KE zaproponowała nowy mechanizm 'Next Generation EU' o wartości 750 mld euro, z czego 500 mld euro stanowić mają dotacje, a 250 mld euro - pożyczki.
"To jest znakomity punkt startu do walki o lepszą Europę w tym nowym świecie po koronawirusie. To jest nowy, dodatkowy budżet do [...] siedmioletniego, który jest teraz negocjowany. Udział Polski w tym budżecie bardzo pozytywnie się zwiększa. Udział netto to co najmniej trzydzieści kilka mld euro" - powiedział premier w trakcie briefingu.
"Ale patrzymy też na udział brutto, bo spłata znacznej części tego funduszu odbywać się będzie od roku 2028 do 2058. A więc w tym czasie najbliższych pięciu, dziesięciu lat, kiedy Polska potrzebować będzie netto dodatkowego zastrzyku będzie on kilkudziesięciomiliardowy i to mówię w walucie euro" - dodał.

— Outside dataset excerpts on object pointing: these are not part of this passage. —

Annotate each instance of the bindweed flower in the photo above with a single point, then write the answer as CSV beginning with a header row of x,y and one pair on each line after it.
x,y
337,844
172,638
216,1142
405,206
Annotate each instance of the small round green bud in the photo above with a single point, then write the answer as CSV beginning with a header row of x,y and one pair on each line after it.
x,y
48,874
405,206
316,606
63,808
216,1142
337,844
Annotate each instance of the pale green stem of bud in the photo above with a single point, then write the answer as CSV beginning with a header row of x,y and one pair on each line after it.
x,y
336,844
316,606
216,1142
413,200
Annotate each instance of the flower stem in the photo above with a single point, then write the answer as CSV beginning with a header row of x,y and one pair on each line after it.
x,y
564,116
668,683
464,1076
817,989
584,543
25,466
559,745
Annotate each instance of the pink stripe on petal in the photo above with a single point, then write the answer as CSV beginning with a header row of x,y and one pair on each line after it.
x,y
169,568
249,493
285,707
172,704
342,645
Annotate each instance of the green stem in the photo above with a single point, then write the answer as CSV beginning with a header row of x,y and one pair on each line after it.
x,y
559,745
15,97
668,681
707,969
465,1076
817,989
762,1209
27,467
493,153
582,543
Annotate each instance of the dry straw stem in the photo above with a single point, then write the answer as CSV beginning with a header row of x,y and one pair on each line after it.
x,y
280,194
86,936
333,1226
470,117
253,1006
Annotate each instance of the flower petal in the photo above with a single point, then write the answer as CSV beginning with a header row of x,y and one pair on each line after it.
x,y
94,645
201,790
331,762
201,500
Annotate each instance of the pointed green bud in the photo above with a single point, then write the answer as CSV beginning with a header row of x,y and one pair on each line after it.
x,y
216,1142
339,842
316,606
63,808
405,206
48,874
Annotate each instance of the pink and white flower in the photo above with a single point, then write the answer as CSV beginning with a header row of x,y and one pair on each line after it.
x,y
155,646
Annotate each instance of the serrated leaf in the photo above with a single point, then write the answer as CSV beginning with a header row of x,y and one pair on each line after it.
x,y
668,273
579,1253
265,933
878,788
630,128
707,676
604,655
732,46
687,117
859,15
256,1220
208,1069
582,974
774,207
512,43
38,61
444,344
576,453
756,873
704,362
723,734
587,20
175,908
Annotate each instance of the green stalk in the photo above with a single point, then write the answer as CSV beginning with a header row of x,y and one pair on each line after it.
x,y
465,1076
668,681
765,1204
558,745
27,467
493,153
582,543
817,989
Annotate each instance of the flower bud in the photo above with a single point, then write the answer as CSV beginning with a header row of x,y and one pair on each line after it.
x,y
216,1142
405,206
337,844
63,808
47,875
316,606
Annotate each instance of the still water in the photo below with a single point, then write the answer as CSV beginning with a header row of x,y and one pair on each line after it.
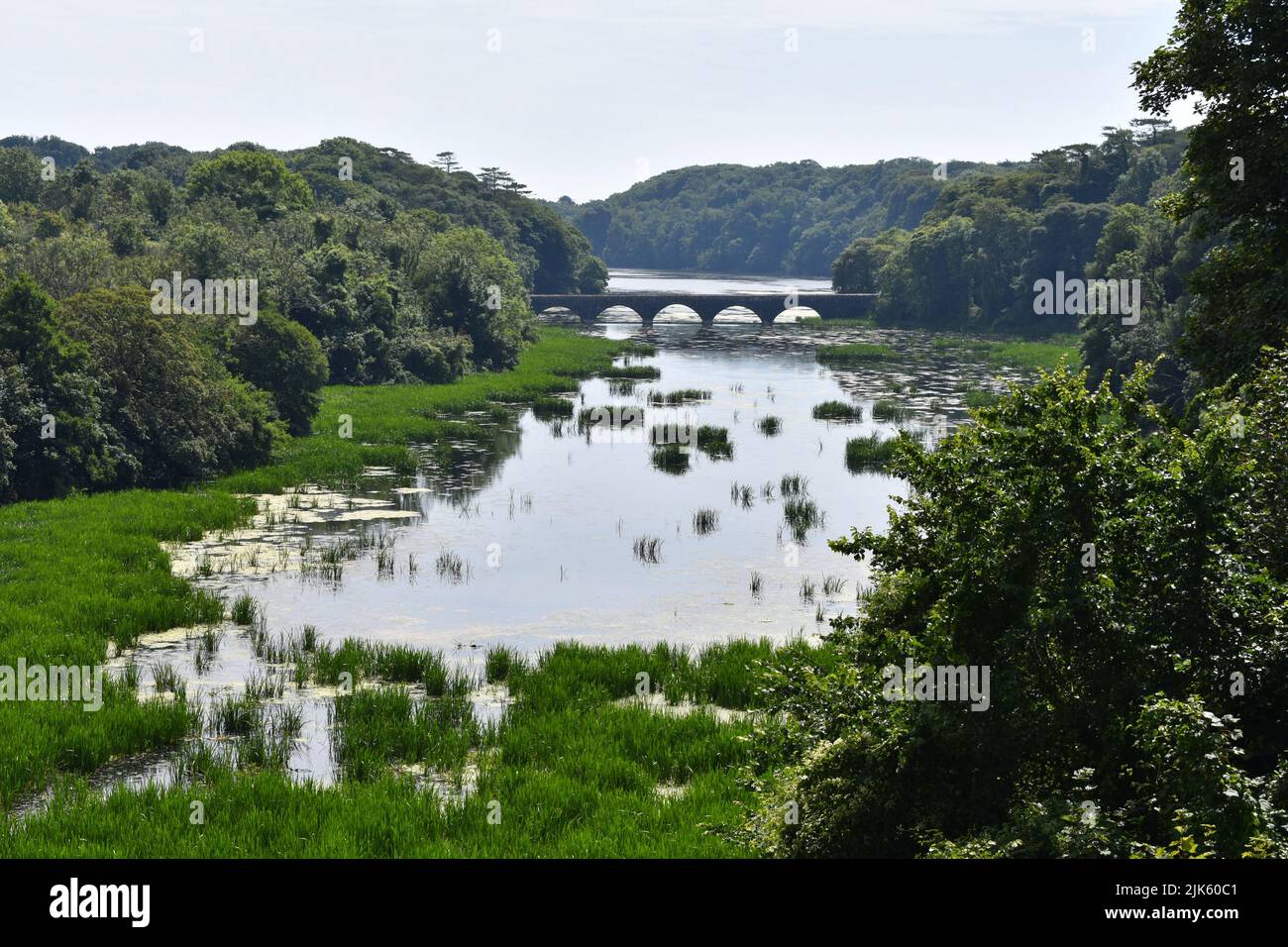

Zaznaczył, że będzie to "grubo ponad 200 mld zł".
Nowa propozycja Komisji Europejskiej zwiększa - jak powiedział premier - realne środki unijne, dostępne na politykę spójności o około 55 mld euro łącznie, na wspólną politykę rolną o około 24 mld euro oraz budżet funduszu sprawiedliwej transformacji.
"Wcześniej to było 7,5 mld euro, dzisiaj 32 mld dodatkowe, około 40 mld euro łącznie" - powiedział premier.
"Dodatkowo do tego dochodzą środki [...], które będzie można pozyskiwać z rynku, montaż linii finansowych pod realizację różnych przedsięwzięć efektywności energetycznej, odnawialnych źródeł energii, ale także wsparcia w procesie transformacji" - podkreślił.
Zaznaczył, że nowe środki potrzebne są jako narzędzia inwestycyjne w najbliższych latach. Pozytywnie ocenił też podział mechanizmu na część dotacyjną i pożyczkową.
Obecnie w ramach Rady Europejskiej trwają negocjacje nad kolejną wieloletnią perspektywą finansową UE na lata 2021-2027.